Project # 3

Assignment

The goal of the project is the implementation of the PageRank (PR) algorithm with data-driven or topology-driven calculation of the PageRank score.

Problem description. PageRank is an algorithm that assigns each vertex in a directed graph a score that describes its "importance" in the structure of the graph. It was developed to organize search results on the Web (Google), but can be used to rank vertices in any directed graph.

Page Rank can be defined recursively: for each vertex from the set of all vertices \( u \in V \) is given by: \[PR(u) = \frac{1 - d}{|V|} + d \sum\limits_{v \in N^-(u)}\frac{PR(v)}{|N^+(v))|},\] where \(d\) is the "teleportation" constant (let's set it to 0.85), \(N^-(u)\) is the set of all vertices, from which an edge leads to \(u\) and \(N^+(v)\) is the set of all vertices, to which edge leads from \(v\).

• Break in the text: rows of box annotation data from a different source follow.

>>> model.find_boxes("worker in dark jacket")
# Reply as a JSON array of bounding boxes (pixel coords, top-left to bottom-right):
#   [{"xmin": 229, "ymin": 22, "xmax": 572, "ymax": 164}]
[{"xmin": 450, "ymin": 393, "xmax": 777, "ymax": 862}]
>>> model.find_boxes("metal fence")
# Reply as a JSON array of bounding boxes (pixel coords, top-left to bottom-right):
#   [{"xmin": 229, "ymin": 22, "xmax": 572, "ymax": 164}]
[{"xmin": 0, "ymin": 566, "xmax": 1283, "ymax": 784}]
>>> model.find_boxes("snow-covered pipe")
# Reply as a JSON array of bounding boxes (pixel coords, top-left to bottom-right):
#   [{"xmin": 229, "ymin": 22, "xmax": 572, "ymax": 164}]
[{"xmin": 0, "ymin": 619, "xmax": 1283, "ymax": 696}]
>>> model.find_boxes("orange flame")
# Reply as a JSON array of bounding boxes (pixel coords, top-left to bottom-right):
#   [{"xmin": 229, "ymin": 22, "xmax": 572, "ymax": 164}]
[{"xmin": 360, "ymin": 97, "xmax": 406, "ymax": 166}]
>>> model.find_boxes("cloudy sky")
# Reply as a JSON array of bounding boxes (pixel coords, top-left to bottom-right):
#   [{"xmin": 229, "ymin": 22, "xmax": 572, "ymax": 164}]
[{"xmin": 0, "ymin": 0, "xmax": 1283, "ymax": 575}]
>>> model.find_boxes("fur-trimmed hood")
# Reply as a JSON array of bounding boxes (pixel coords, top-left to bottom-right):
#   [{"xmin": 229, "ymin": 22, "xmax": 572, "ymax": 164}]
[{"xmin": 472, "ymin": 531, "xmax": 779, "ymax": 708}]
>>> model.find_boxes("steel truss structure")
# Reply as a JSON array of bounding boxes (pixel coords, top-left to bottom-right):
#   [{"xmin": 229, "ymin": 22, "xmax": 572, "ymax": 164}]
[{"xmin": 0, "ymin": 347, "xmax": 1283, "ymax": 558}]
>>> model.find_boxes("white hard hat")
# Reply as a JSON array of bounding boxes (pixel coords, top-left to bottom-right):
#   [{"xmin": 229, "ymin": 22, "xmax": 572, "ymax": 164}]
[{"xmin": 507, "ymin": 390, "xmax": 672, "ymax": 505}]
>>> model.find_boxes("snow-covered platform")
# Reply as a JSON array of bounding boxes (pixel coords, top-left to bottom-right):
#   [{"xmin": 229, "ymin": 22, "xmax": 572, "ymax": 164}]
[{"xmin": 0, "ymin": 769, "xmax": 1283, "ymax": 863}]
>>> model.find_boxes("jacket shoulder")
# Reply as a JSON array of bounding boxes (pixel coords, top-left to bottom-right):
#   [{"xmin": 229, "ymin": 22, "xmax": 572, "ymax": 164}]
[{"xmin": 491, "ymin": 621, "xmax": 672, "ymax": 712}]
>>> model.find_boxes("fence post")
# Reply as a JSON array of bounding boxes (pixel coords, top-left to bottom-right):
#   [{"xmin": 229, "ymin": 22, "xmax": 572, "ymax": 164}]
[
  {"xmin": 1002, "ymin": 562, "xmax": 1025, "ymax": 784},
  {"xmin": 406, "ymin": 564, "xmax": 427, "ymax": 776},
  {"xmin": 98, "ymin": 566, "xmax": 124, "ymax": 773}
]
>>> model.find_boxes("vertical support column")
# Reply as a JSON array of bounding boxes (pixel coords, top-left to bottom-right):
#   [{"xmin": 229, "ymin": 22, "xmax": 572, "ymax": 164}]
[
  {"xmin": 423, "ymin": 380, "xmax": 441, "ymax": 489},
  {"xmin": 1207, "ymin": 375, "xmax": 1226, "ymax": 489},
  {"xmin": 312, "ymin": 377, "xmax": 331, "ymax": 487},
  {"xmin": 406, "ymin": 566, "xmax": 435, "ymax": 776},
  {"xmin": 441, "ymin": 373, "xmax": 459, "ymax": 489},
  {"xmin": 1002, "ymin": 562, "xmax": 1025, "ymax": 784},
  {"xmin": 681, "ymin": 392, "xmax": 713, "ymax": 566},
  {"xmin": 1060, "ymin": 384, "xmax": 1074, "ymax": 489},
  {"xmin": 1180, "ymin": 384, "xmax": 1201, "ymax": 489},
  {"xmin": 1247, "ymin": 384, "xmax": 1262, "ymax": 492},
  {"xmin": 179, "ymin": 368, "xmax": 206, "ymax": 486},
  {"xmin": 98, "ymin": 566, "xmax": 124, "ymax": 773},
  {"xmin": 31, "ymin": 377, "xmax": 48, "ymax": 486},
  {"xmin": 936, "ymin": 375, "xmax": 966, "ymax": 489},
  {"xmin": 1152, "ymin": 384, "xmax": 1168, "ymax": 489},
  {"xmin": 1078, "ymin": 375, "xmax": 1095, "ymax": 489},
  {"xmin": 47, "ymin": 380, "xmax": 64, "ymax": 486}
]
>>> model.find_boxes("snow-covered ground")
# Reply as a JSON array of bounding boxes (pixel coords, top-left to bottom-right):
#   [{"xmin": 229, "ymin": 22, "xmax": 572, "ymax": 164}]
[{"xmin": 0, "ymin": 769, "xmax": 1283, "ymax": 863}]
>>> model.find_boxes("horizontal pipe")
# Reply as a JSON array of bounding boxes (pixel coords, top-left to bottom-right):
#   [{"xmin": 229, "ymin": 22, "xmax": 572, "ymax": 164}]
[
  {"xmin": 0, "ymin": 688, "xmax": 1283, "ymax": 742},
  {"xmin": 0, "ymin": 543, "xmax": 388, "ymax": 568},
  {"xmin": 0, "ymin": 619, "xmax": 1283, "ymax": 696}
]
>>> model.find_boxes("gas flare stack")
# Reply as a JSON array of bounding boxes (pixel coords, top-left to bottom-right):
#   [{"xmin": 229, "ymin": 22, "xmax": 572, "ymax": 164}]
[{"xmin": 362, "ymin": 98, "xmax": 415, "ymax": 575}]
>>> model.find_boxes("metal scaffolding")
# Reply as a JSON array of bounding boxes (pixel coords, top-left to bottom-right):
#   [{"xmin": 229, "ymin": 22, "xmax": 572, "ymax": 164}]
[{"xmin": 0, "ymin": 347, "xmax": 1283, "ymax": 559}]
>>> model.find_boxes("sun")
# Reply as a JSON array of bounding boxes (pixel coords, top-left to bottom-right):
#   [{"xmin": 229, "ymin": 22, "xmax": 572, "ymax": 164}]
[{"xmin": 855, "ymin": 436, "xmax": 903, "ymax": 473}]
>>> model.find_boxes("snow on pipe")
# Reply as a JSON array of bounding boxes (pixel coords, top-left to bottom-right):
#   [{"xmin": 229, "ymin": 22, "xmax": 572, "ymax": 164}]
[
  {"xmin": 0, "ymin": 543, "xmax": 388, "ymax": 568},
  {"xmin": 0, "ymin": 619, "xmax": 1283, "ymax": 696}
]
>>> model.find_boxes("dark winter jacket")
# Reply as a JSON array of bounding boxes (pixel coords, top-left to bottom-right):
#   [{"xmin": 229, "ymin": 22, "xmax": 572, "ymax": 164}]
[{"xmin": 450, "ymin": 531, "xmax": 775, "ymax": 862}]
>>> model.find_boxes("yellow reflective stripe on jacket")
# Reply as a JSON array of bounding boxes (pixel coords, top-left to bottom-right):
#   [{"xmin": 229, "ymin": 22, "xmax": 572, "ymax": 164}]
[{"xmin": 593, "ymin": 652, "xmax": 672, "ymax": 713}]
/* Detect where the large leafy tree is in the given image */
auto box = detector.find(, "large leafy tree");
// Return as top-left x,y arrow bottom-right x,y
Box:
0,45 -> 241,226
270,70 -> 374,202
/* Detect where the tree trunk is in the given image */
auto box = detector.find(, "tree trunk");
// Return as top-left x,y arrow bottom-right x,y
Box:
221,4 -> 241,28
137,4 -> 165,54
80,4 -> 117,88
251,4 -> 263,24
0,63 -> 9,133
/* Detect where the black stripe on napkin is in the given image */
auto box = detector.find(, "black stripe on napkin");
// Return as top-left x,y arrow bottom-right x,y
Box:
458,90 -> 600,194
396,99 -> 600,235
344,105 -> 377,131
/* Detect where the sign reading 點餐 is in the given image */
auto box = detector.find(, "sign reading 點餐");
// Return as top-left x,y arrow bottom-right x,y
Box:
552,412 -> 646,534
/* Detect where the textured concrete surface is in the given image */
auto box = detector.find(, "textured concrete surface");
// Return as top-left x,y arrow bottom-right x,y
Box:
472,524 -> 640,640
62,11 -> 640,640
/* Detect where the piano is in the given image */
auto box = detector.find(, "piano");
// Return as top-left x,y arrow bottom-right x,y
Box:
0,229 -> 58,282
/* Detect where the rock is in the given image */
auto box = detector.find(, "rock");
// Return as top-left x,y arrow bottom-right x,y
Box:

In other words, PR of vertex \(u \) corresponds to the sum of PR contributions from all vertices of the graph from which the edge leads to \( u \), where each "donor" distributes its PR equally among all vertices to which an edge leads from it.

The PR calculation defined in this way is recursive. For the first iteration, we initialize the PR of all vertices to the same value, corresponding to \(\frac{1}{|V|}\). Then we repeat the PR calculation for all vertices in the graph until its value stabilizes (i.e. the change in PR for individual vertices is not less than a predetermined threshold).

Practically, the calculation of PR can be done in many ways. We demonstrated a data-driven approach (in each iteration we recalculate the PR for all vertices in the graph) and a topology-driven approach (in each iteration we calculate the PR only for those vertices for which there was a change in the PR of one of the donors, \(v \in N^-(u)\). It is obvious that if the PR of any funder has not changed, neither will the PR of \( u \).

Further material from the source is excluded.